Biermann has authored, edited or co-edited 19 books and published over 200 articles in peer-reviewed journals and academic books. His h-index as calculated in Google Scholar is 80. The h-index is an author-level metric that measures both the productivity and citation impact of the publications.

Selected books where Biermann was sole author or co-editor include:
- Biermann, Frank, Thomas Hickmann and Carole-Anne Sénit, editors. 2022. The Political Impact of the Sustainable Development Goals. Transforming Governance through Global Goals? Cambridge, UK: Cambridge University Press
- Biermann, Frank, and Rakhyun E. Kim, editors. 2020. Architectures of Earth System Governance. Institutional Complexity and Structural Transformation.

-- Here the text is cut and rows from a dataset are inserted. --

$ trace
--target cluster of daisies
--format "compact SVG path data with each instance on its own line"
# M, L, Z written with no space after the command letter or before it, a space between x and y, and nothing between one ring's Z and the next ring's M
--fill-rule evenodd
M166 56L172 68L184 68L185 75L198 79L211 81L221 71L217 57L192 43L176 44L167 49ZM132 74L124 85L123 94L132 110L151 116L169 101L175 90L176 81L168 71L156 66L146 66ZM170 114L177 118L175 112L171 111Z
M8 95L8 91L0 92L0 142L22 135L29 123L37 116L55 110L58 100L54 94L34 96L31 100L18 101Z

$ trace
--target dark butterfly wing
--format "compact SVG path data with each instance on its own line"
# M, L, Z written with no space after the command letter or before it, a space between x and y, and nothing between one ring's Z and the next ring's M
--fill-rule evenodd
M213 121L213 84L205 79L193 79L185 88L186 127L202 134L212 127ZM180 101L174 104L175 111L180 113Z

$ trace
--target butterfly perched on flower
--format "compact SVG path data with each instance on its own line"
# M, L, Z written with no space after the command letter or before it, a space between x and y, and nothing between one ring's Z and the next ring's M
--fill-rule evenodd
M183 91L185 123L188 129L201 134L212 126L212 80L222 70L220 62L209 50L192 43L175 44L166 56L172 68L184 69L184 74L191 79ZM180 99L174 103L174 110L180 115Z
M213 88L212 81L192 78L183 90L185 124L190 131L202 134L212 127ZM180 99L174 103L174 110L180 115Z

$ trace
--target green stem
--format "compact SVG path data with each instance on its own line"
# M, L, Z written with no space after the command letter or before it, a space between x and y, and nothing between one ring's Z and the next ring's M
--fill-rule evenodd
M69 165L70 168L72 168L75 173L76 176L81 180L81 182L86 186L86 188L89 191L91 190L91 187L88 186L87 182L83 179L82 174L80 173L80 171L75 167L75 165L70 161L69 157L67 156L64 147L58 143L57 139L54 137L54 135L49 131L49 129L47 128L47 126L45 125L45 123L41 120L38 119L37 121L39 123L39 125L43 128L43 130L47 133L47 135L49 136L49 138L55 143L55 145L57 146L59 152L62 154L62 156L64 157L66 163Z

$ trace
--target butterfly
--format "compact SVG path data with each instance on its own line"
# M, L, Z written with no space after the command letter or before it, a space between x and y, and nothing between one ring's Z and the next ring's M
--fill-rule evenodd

Cambridge, UK: Cambridge University Press
- Biermann, Frank, and Eva Lövbrand, editors. 2019. Anthropocene Encounters. New Directions in Green Political Thinking. Cambridge, UK: Cambridge University Press.
- Kanie, Norichika, and Frank Biermann, editors. 2017. Governing through Goals: Sustainable Development Goals as Governance Innovation. Cambridge, Mass.: MIT Press. 333 pages. Translated into Chinese by Beijing Normal University Press, 2018.
- Biermann, Frank (2014). Earth system governance: world politics in the anthropocene. Cambridge, Massachusetts: The MIT Press. The late Will Steffen, for example, commented on this book as follows: "A particular strength of the book is the integration of the scientific underpinning of the Anthropocene with both analytical and normative approaches to effective governance."